There is a wise old saying that “if you want to get something done, then give it to a busy person.” In my experience this is a pretty accurate depiction of how families, organizations and communities work.  They “Type A” person will always assume the most responsibility and be the hub of critical activity.  Other people tend to rely on them and their boundless energy for execution.  Unfortunately, if you are not careful, this dynamic also ends up becoming somewhat dysfunctional and unhealthy as time goes on.

There is a point of diminishing returns when someone extends themselves beyond their individual capability to do well what needs to get done.  All of us only have so much bandwidth to apply to our personal and/or professional responsibilities.  What starts out as a good idea ends up becoming a burden for the responsible party and creates an unrealistic expectation for those dependent upon his/her efforts.   The energy and focus gravitates towards what’s not getting done and who is to blame rather how to best move forward.  Sadly, we end up becoming disconnected and resentful over what connected us in the first place.

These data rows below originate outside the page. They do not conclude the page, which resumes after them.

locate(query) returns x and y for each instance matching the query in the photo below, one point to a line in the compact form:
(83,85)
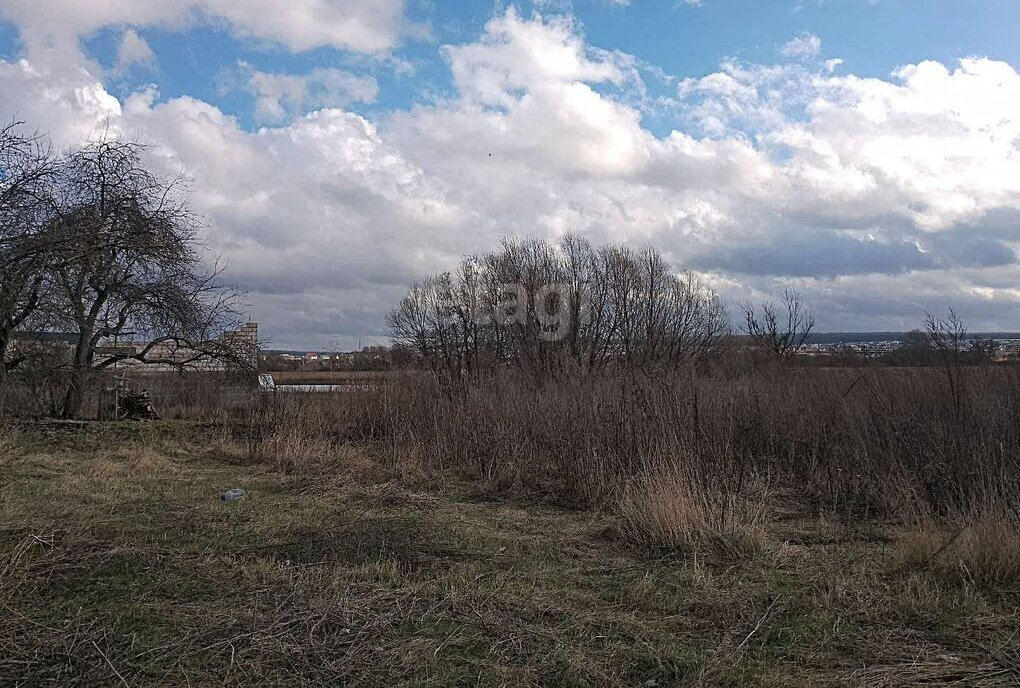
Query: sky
(864,152)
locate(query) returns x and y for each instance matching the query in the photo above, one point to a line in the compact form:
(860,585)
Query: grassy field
(119,566)
(330,377)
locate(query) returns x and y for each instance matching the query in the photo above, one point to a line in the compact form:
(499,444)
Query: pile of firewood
(136,406)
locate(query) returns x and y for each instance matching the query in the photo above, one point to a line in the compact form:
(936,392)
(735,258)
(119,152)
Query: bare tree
(779,329)
(549,309)
(27,247)
(135,268)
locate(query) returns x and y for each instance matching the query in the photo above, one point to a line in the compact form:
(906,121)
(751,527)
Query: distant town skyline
(865,152)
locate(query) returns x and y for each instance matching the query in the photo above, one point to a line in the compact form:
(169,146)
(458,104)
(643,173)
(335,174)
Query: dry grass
(978,545)
(674,507)
(119,565)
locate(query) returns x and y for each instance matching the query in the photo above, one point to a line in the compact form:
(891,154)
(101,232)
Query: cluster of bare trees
(550,308)
(96,246)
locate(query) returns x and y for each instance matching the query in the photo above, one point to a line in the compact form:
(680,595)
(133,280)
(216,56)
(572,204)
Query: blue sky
(681,40)
(866,152)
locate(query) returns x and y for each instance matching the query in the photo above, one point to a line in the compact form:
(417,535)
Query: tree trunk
(74,397)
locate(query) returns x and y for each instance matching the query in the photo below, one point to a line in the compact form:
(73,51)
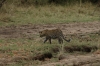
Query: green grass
(48,14)
(13,15)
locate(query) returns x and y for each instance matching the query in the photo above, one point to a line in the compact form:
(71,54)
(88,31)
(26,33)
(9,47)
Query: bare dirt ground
(28,32)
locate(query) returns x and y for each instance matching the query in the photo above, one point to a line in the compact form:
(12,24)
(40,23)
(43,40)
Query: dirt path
(81,60)
(28,31)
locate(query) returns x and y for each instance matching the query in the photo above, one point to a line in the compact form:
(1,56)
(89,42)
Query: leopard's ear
(40,32)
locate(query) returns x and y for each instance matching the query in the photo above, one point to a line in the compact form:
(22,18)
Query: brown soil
(29,31)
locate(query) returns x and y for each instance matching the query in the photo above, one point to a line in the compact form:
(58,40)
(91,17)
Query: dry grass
(49,14)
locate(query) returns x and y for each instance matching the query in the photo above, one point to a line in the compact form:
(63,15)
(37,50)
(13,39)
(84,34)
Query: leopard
(53,34)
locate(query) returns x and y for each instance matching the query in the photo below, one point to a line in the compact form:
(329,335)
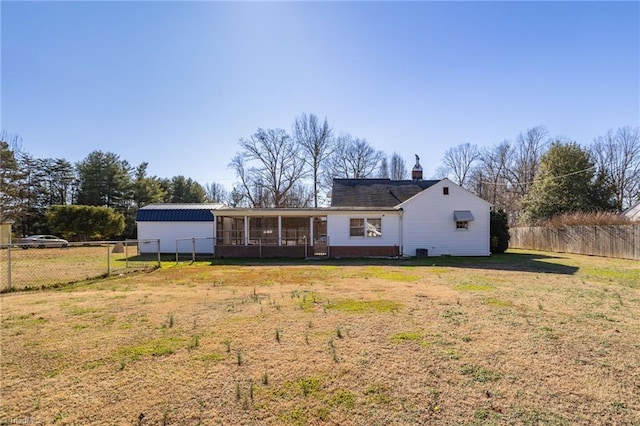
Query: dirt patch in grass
(531,339)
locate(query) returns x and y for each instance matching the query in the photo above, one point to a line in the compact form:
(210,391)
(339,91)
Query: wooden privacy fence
(621,241)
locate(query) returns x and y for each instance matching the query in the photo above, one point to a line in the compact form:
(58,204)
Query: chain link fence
(37,267)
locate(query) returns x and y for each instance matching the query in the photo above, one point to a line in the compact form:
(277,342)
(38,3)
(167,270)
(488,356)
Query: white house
(633,212)
(367,217)
(178,227)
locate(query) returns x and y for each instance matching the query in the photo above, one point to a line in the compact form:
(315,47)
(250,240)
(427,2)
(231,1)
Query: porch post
(279,230)
(246,230)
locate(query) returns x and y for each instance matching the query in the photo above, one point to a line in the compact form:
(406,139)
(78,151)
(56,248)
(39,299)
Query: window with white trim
(365,227)
(462,224)
(356,227)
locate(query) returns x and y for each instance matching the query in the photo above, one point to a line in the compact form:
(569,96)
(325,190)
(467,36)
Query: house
(179,227)
(367,217)
(633,212)
(5,232)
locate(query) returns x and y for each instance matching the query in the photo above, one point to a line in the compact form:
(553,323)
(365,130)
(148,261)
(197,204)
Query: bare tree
(398,167)
(383,171)
(353,158)
(617,155)
(215,192)
(525,159)
(458,161)
(489,176)
(316,141)
(269,166)
(11,185)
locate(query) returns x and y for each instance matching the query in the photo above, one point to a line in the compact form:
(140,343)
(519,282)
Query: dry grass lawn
(523,338)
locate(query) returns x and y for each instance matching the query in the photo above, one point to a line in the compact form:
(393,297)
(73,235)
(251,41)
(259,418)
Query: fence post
(9,264)
(108,260)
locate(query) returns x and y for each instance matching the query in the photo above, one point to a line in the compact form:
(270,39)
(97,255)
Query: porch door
(320,238)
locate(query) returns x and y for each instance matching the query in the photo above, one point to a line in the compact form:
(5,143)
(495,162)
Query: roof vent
(416,173)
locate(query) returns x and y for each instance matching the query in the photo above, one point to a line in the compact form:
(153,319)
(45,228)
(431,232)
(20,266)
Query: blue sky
(176,84)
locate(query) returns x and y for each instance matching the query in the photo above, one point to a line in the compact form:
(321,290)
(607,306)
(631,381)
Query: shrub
(499,231)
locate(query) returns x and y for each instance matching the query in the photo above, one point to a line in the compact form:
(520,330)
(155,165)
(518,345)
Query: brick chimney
(416,172)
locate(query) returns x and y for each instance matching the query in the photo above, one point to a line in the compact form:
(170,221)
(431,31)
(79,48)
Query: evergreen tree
(499,231)
(565,184)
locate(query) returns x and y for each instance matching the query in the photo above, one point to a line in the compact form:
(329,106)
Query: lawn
(522,338)
(51,267)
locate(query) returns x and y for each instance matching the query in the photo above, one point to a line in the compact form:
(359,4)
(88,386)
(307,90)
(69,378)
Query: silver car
(42,241)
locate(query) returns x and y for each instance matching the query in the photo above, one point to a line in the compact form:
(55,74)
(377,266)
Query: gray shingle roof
(375,192)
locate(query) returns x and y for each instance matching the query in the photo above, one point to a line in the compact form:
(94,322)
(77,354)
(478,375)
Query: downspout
(401,232)
(246,230)
(215,231)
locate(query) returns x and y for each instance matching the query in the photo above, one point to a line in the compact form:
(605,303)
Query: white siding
(428,222)
(338,229)
(169,232)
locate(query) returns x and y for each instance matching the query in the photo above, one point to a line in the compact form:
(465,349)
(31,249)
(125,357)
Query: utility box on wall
(422,252)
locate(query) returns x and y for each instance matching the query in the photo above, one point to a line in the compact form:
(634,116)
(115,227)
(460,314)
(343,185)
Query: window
(374,228)
(462,224)
(369,227)
(356,227)
(462,218)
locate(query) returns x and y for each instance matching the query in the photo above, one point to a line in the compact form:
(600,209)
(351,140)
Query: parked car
(42,241)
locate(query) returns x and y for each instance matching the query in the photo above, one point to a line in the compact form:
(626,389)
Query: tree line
(531,177)
(535,178)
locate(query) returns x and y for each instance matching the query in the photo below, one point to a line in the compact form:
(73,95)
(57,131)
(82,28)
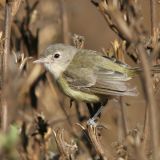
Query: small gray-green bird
(87,75)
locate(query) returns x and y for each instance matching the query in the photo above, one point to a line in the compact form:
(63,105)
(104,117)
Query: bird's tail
(137,70)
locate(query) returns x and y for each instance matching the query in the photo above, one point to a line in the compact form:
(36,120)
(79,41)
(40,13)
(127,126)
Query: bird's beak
(41,60)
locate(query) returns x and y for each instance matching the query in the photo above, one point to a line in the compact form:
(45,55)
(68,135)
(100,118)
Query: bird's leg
(92,121)
(96,111)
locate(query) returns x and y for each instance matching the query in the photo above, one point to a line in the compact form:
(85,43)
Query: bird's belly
(75,94)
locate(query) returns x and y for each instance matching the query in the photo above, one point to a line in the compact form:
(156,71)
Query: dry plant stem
(123,118)
(95,139)
(8,19)
(146,130)
(65,26)
(151,101)
(153,12)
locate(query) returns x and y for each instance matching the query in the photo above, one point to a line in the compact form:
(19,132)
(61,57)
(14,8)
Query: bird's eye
(57,55)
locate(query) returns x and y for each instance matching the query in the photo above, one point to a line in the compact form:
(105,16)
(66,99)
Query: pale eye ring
(57,55)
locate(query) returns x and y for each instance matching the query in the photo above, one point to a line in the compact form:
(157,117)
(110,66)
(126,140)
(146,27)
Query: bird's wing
(98,81)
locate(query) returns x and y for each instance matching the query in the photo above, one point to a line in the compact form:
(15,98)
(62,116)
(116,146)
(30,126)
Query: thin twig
(146,128)
(8,20)
(153,15)
(65,25)
(123,118)
(151,101)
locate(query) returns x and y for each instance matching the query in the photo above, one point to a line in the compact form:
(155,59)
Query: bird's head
(57,57)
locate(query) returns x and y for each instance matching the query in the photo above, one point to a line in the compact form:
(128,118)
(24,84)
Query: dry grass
(39,122)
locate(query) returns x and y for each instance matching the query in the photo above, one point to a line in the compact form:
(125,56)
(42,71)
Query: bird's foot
(92,121)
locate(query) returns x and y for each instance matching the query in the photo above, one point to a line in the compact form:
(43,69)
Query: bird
(87,75)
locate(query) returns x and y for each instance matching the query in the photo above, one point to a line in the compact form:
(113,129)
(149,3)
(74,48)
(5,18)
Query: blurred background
(32,93)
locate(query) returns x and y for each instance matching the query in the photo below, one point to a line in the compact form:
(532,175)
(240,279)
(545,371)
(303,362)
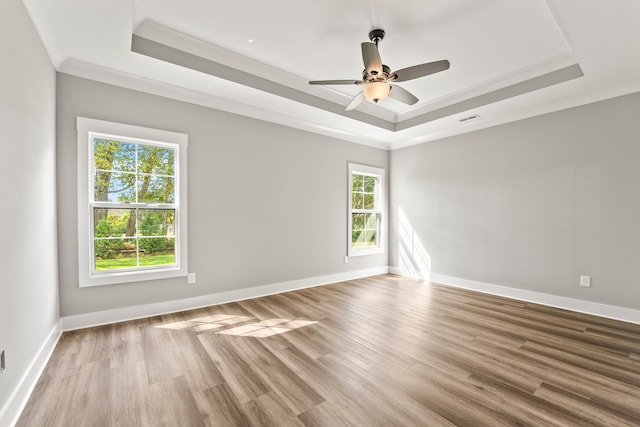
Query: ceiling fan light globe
(376,91)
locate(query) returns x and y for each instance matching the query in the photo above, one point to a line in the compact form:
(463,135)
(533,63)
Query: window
(366,190)
(131,203)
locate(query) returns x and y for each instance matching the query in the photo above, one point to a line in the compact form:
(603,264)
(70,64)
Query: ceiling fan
(377,77)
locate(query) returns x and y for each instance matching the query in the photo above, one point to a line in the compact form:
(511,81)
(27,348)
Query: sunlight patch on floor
(243,326)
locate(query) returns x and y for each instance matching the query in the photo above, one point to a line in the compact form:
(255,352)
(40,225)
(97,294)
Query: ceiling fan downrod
(376,35)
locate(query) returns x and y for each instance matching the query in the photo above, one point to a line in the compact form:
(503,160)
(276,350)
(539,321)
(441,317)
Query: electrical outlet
(585,281)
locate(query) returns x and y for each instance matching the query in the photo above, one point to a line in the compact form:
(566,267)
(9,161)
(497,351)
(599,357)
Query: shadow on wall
(414,260)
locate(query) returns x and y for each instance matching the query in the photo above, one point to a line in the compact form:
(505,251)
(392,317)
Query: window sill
(116,278)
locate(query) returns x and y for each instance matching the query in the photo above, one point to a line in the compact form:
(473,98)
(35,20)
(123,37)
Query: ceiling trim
(167,45)
(181,58)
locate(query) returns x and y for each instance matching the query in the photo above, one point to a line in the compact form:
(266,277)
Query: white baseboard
(582,306)
(11,411)
(86,320)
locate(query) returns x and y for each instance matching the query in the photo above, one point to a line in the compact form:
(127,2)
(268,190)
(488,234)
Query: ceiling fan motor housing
(373,76)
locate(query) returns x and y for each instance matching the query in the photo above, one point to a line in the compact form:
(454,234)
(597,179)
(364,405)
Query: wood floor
(382,351)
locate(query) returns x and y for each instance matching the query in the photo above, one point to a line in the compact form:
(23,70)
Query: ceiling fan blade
(335,82)
(357,100)
(421,70)
(371,58)
(401,94)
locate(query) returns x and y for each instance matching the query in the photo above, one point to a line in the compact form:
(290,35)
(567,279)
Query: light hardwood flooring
(381,351)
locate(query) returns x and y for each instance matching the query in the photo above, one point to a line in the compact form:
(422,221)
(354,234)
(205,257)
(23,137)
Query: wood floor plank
(379,351)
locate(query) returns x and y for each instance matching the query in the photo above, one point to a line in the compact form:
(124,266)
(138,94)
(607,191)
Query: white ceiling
(510,59)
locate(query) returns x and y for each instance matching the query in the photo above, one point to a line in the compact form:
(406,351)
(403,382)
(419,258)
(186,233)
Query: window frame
(87,130)
(358,169)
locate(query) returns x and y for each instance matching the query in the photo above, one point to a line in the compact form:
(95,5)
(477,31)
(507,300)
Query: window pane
(114,222)
(157,251)
(357,183)
(156,222)
(357,238)
(357,221)
(114,155)
(371,221)
(356,201)
(369,201)
(153,189)
(156,160)
(369,184)
(114,187)
(370,238)
(113,254)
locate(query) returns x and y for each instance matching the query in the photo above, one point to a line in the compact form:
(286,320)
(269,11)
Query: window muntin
(365,211)
(132,225)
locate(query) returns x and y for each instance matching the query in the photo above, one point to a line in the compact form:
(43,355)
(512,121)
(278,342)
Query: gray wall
(267,203)
(532,204)
(28,260)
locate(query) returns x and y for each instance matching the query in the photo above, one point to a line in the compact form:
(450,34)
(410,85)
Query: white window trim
(380,207)
(85,127)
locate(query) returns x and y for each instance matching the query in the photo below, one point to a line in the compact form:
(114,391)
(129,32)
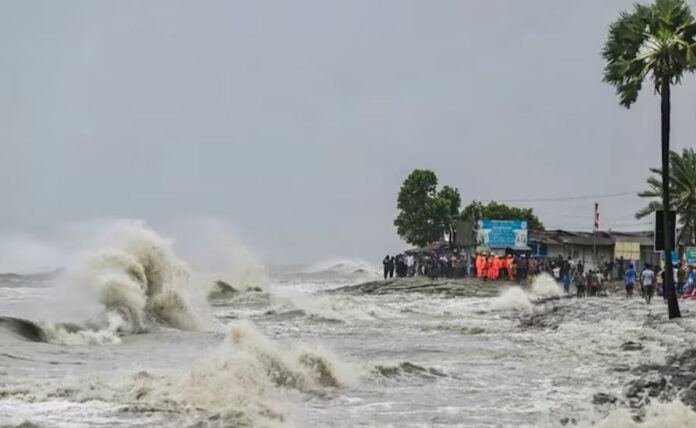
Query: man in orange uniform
(492,265)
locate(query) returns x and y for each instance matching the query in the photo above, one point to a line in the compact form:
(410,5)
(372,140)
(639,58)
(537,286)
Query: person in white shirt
(647,278)
(410,265)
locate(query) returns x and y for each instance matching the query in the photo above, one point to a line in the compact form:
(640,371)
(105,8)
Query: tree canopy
(657,40)
(682,182)
(424,213)
(476,211)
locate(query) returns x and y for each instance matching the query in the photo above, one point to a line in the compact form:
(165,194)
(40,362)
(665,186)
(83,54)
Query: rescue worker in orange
(492,268)
(508,263)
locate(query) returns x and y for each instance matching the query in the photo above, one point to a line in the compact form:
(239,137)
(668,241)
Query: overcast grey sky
(297,121)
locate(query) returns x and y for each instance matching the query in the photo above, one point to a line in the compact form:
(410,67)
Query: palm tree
(656,41)
(682,187)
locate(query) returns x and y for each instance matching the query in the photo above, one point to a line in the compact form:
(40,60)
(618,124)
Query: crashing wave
(515,298)
(241,383)
(344,267)
(134,283)
(407,369)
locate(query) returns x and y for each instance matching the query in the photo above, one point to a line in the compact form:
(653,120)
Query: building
(634,246)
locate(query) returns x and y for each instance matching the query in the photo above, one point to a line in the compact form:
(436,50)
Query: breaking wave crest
(407,369)
(345,267)
(243,382)
(132,282)
(515,298)
(343,309)
(141,281)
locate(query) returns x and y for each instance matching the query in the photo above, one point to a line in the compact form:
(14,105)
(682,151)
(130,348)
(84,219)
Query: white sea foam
(514,298)
(657,415)
(545,287)
(247,381)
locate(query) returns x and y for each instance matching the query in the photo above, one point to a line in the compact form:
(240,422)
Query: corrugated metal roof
(564,237)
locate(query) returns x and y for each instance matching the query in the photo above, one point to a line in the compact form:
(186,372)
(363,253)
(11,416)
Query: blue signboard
(674,257)
(502,234)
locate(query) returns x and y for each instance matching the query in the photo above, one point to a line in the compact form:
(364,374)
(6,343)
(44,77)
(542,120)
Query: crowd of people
(520,267)
(484,265)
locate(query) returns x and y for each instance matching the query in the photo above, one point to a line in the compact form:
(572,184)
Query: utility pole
(594,235)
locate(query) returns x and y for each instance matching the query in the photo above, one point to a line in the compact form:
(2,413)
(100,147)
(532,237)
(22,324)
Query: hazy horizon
(294,125)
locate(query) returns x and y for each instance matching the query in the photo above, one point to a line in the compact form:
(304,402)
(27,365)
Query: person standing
(681,280)
(630,280)
(648,280)
(582,285)
(410,265)
(385,263)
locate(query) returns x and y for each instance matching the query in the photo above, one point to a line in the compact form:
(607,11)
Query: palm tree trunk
(670,290)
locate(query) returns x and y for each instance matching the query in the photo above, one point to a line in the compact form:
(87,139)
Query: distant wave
(344,266)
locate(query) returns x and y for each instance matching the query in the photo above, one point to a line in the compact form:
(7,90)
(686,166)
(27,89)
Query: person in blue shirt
(566,283)
(630,280)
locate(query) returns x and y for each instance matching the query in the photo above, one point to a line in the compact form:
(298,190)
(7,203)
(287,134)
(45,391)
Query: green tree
(656,41)
(682,187)
(447,206)
(476,211)
(424,214)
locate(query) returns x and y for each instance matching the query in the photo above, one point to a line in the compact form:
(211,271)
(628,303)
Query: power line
(568,198)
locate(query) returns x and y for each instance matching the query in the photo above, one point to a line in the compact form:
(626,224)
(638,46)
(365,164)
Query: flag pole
(594,235)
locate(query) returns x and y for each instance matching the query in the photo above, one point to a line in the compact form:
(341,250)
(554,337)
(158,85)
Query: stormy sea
(131,333)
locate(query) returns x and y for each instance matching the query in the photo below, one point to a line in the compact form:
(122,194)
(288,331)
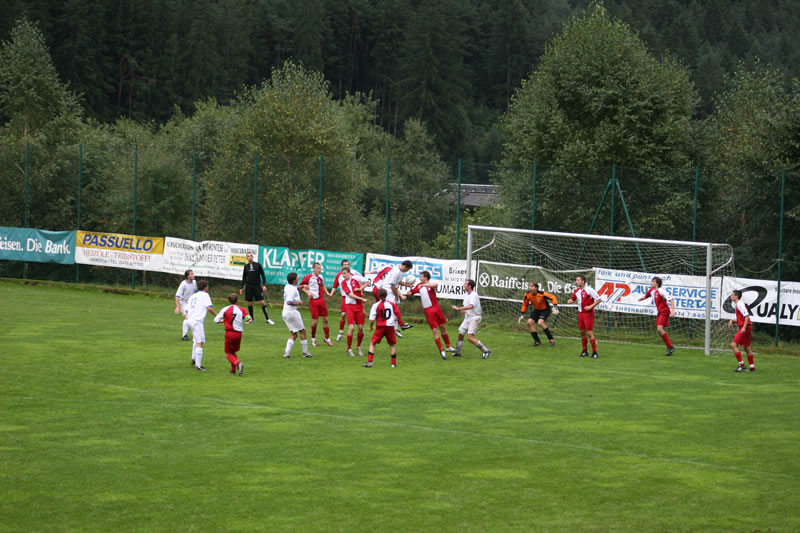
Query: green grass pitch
(104,426)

Most of us in leadership positions need to say “no” more often than we currently do.  Instead of always taking on more, we need to learn to let go and take on less.  I’ve seen many talented individuals buckle under the weight of their own self-imposed pressures.  There is always a price to pay for over-commitment.  Ironically the people and things that require our most attention end up taking a backseat to lesser priorities and other distractions.  The gap between what we want and what we are getting only widens and eventually some form of a breakdown usually occurs.

It is always advisable to do a few things well rather than doing too many things in an okay or mediocre fashion.  Activity is never a good substitute for results.  We are ultimately defined not just by what we do, but what we achieve and how this aligns with what we truly value.  Be careful about taking on too much and losing sight of what’s most important in the process.